A.A. Laporte Payne letter to Muriel 11 May 1917
May 11th 1917
After a year and a month in the line we are out for a so called rest. In reality – at least for me – it is not much of a rest. I get up for early morning stables at 6 a.m. & what with watering and feed takes an hour & a half. Exercise at 9. lasts until midday stables & so on throughout the day. But still it is a relief to get away. It has taken us three days to get clear and arrive here and we are billeted in a farm on the outskirts of a delightful forest. You can imagine what it is like now with the trees coming out and full of spring flowers. There are lots of tracks through it so we have plenty of places for exercising the horses. The weather is glorious and very hot. I suppose you have the same. Judging from your letter you must be having a very good time indeed. The lovely long one of the 7th has just arrived. Thank you so much for it. What a lot of things you manage to do; and last Monday seemed to be nothing else than accidents. I am very glad they did not happen to you.

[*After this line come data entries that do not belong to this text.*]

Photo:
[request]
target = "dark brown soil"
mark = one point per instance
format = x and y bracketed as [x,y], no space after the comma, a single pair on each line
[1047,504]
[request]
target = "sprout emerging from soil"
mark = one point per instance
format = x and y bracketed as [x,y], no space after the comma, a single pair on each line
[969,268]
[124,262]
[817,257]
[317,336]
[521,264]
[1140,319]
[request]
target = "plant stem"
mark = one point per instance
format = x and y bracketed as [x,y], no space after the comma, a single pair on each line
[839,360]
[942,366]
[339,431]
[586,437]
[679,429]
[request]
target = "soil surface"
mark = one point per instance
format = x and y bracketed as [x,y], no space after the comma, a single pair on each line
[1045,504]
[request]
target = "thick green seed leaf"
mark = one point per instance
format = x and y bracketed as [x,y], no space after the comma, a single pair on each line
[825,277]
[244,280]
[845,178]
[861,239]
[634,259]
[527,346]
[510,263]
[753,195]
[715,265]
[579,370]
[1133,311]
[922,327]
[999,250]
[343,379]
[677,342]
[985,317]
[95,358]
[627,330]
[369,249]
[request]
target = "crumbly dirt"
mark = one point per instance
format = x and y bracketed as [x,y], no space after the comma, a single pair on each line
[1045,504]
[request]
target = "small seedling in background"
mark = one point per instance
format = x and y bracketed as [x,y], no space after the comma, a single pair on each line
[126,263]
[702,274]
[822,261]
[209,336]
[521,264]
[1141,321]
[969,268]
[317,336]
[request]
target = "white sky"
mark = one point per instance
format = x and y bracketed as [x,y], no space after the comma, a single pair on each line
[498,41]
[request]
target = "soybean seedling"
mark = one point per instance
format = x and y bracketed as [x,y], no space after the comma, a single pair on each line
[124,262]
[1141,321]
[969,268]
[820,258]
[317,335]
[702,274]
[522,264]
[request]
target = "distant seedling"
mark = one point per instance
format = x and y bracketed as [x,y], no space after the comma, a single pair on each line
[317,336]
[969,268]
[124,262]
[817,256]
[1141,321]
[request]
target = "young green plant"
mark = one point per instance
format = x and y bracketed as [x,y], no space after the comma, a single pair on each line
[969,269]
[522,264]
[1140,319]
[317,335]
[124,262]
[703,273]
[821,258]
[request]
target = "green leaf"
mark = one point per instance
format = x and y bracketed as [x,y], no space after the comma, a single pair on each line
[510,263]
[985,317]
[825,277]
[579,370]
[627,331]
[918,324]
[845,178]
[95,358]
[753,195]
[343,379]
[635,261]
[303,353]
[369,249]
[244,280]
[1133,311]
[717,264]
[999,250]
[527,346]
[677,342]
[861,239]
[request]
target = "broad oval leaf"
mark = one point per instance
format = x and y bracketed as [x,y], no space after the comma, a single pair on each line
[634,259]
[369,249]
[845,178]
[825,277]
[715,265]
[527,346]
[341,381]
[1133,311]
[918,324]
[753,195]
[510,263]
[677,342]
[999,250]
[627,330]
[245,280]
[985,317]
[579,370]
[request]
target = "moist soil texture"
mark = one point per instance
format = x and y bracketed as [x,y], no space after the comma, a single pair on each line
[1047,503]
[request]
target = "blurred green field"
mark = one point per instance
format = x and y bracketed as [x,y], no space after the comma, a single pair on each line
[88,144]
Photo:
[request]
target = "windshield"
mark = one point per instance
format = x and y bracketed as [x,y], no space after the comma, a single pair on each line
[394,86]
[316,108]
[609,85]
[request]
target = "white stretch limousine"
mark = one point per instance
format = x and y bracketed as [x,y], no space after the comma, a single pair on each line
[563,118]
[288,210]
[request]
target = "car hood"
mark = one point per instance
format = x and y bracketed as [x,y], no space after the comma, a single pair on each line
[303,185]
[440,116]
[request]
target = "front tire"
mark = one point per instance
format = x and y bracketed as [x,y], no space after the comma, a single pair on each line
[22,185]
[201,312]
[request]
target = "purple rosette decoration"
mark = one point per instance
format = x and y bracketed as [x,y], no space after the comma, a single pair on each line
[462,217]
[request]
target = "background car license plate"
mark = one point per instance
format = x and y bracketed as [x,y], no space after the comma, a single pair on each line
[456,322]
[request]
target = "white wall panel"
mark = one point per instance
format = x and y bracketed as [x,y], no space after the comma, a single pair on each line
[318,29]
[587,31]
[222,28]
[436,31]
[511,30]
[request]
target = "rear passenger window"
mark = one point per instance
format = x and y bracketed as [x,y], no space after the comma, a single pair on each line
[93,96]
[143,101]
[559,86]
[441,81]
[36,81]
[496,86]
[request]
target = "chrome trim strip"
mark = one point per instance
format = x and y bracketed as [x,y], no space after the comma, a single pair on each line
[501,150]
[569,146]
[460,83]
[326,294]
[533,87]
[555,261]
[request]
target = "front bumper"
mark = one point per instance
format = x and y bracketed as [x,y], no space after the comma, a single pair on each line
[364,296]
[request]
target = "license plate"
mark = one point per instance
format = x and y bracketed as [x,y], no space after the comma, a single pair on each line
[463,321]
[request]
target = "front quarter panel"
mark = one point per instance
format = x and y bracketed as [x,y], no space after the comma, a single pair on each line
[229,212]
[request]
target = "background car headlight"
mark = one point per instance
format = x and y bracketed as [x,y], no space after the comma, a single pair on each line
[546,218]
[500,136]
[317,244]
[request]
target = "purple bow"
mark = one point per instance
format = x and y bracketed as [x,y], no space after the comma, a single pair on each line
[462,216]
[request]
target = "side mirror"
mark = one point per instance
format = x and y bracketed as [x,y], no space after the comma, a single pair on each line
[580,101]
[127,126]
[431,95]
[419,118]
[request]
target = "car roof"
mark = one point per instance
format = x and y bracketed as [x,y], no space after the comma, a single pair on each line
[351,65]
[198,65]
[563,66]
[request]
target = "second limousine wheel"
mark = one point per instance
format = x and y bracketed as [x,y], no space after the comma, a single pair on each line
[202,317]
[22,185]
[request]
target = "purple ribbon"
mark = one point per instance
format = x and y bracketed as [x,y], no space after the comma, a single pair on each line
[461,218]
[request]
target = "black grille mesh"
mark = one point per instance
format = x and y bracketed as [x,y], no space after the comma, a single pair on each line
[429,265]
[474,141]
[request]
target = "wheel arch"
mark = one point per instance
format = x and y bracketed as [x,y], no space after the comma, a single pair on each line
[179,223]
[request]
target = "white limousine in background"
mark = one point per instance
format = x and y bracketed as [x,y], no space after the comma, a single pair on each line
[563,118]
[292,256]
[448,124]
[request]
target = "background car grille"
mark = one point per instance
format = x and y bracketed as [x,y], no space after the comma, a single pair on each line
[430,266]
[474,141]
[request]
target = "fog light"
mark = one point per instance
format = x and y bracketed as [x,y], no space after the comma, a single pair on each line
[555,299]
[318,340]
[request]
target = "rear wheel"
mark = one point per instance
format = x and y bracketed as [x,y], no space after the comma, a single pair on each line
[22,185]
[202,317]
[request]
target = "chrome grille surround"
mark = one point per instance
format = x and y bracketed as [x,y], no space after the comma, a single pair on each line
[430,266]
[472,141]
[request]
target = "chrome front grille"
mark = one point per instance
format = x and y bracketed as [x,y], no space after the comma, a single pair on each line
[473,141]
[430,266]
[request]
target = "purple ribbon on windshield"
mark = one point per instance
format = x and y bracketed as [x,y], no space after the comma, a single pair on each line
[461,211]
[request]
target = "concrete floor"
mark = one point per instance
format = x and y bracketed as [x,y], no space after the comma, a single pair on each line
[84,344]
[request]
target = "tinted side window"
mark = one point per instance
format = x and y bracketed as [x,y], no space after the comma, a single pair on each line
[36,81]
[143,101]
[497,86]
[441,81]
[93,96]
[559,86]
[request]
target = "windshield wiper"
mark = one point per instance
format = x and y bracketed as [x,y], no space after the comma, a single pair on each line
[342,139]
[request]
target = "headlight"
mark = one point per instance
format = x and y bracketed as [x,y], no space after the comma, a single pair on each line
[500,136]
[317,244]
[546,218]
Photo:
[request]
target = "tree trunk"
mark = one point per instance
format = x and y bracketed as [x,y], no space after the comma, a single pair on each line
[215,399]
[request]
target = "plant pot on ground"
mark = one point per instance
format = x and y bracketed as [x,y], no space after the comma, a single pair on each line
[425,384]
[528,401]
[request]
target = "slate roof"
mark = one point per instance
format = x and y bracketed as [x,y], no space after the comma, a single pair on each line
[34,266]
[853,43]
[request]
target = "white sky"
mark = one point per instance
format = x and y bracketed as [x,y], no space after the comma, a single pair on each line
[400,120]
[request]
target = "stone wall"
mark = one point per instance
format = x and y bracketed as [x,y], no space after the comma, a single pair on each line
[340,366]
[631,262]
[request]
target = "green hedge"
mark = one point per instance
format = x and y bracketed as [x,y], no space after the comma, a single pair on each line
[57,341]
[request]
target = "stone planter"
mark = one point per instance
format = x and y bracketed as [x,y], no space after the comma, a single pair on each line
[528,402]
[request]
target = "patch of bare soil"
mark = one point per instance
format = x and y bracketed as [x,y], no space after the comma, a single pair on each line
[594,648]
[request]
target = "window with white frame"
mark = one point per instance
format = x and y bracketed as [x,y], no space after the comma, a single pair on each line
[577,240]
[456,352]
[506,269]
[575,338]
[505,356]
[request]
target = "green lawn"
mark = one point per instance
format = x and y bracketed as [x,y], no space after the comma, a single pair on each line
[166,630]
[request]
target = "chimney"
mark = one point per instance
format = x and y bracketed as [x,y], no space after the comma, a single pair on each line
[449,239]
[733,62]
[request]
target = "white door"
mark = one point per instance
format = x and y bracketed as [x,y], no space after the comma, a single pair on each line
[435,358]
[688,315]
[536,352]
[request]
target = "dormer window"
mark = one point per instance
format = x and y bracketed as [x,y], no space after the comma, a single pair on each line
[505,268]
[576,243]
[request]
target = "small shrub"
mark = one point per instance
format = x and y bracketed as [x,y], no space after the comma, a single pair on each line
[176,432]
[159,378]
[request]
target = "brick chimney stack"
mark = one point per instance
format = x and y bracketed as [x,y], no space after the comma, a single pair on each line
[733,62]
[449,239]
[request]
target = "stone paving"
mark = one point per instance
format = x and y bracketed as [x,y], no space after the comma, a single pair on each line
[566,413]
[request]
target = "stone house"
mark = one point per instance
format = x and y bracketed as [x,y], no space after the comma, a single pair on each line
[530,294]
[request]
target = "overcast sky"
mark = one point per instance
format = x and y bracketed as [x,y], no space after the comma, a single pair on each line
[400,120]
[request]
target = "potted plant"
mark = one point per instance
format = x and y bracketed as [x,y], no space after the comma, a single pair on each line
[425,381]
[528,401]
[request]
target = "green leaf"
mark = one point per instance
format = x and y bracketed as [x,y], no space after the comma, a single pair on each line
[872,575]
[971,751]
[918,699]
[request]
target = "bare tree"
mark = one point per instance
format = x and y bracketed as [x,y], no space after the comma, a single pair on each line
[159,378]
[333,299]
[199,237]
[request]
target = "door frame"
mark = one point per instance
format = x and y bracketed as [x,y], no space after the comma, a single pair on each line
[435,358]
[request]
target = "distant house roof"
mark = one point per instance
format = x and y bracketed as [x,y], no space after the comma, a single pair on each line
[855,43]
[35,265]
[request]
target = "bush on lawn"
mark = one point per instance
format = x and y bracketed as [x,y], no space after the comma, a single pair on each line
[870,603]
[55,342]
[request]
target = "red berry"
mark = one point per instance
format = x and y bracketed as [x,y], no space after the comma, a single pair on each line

We arrived here quite safely without a great deal of trouble. I came with the wagons, horses and staff. One G.S. wagon deposited most of our kit on the road – it was so overloaded. One telephonist who had not been on a horse for about 9 months managed to slip off his horse which escaped for a short time – and one horse cast a shoe – otherwise we arrived safely but very hot and tired about 7.30 p.m. I was alone. The Doctor turned up later and the Adjutant still later. The Colonel has gone away on leave – so we are having a good time.
My mare is at the moment tied up in a pond, all the horses are looking wonderfully well. I am very sorry to hear about Patsey.
It was just about this time last year that we went up into the line for the Somme show – do you remember? Even then we had 3 weeks out of the line that time. I don’t expect we shall get anything like so long this time.
I am so glad that matters are so much better at home now. You know what I mean. I felt very guilty being more or less the cause of it. But I am glad it is better now for your sake. Why do girls sit in the sun and get horribly burnt? It is not pretty you know now, is it? And as for a brown V it is perfectly disgusting! Don’t forget to lose it before I come home on leave again – next winter!
Thank you for the very amusing verse by the old lady, and also your letter which enclosed it. I am getting very behind hand with my correspondence again, alas! If things get worse I shall have to take to the useful Field Service Post Card – but that is only when ‘in extremis’. Give my love to Mrs Cross. I am glad she is having such a good time. Please give my kindest regards to Mr Cross.
This letter is, I am afraid, very disjointed. There is very little news I can tell you and all I really want to say is the same thing every time. I was just going to write it – but I can’t; it looks so cold written – but you know what I mean.
Are you storing up kisses for my return. I hope so.